Hendri menjelaskan, lembaga arbitrase adalah lembaga yang bersifat ajudikasi, namun non-litigasi. Artinya, hasil putusan arbitrase memiliki kekuatan hukum yang dapat dijadikan landasan, namun sifatnya sukarela.
"Dengan memaksanya [keputusan menjadi wajib dipatuhi], didaftarkan ke pengadilan. Lucunya, kalau dieksekusi di pengadilan terus pihak termohon keberatan, dia bisa mengajukan ke pengadilan juga. Tidak selesai-selesai perkara ini. Maka dari itu harus dibikin khusus [pengadilan khusus asuransi]," tegasnya.
Saat ini, lembaga yang menyediakan layanan arbitrase sengketa asuransi adalah Lembaga Alternatif Penyelesaian Sengketa Sektor Jasa Keuangan (LAPS SJK). LAPS SJK adalah lembaga penyelesaian sengketa di luar pengadilan yang didirikan pada 22 September 2020 oleh Self-Regulatory Organizations (SROs) dan asosiasi-asosiasi di lingkungan sektor jasa keuangan.
Baca Juga
Sebelumnya, lembaga arbitrase asuransi di Indonesia beroperasi di bawah Badan Mediasi dan Arbitrase Asuransi Indonesia (BMAI). Dahulu, lembaga alternatif penyelesaian sengketa di sektor jasa keuangan terdiri dari enam lembaga dengan spesifikasi khusus pada setiap sektor. Pada sektor perasuransian, lembaga ini adalah BMAI.
"Turun [downgrade] akhirnya. BMAI kan lembaga mediasi [khusus asuransi], jadi lembaga alternatif penyelesaian sengketa yang lebih umum," ujarnya.
Sebagai solusi, Hendri menilai Indonesia perlu memiliki pengadilan khusus asuransi. Menurutnya, saat ini menjadi momentum yang pas agar pengadilan khusus asuransi didirikan di Indonesia.

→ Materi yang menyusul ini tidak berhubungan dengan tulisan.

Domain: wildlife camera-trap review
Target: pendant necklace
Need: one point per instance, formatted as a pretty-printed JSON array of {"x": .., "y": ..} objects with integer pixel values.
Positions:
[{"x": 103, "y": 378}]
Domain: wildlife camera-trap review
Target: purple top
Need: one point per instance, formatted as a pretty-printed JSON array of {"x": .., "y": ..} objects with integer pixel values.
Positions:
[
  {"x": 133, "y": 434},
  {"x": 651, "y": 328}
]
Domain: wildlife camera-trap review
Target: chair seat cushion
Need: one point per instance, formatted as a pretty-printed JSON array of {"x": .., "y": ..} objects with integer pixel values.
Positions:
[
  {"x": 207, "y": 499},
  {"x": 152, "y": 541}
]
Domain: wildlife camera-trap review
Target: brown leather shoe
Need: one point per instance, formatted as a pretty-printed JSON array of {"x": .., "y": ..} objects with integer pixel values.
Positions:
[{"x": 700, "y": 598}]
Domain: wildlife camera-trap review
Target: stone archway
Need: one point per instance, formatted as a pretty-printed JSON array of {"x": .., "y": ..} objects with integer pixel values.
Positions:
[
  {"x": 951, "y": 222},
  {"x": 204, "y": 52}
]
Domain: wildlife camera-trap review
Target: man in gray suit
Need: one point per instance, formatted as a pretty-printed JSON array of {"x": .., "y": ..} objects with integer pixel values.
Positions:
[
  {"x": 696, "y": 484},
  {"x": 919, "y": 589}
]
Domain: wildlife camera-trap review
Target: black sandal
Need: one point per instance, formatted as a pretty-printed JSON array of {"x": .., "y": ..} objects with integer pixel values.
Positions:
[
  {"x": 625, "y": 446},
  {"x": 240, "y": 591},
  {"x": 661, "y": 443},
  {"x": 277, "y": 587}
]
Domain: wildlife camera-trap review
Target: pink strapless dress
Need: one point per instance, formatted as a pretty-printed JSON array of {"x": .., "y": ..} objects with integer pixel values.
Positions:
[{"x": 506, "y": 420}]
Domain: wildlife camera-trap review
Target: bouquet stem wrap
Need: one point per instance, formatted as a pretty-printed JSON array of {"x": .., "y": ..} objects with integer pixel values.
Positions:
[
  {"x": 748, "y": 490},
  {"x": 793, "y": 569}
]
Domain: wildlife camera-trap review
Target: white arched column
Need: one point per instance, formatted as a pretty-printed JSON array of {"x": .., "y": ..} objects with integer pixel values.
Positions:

Pertama, literasi dan inklusi asuransi di Indonesia sudah mulai meningkat. Kedua, banyak kasus penyelesaian sengketa klaim tidak dapat ditangani dengan efisien.
"Fenomena sekarang, nasabah susah klaim lalu mencari alternatif gugatan bawa ke pengadilan negeri, atau dilaporkan pidana, lalu ada yang gugat pailit dan sebagainya. Terjadi ketidakseragaman penyelesaian sengketa. Dengan adanya pengadilan khusus ini, menurut saya jadi lebih fokus dia, orang-orang yang khusus menangani itu, right man on the right place. Jadi hakim-hakimnya dapat materi khusus tentang menyelesaikan sengketa asuransi," pungkasnya.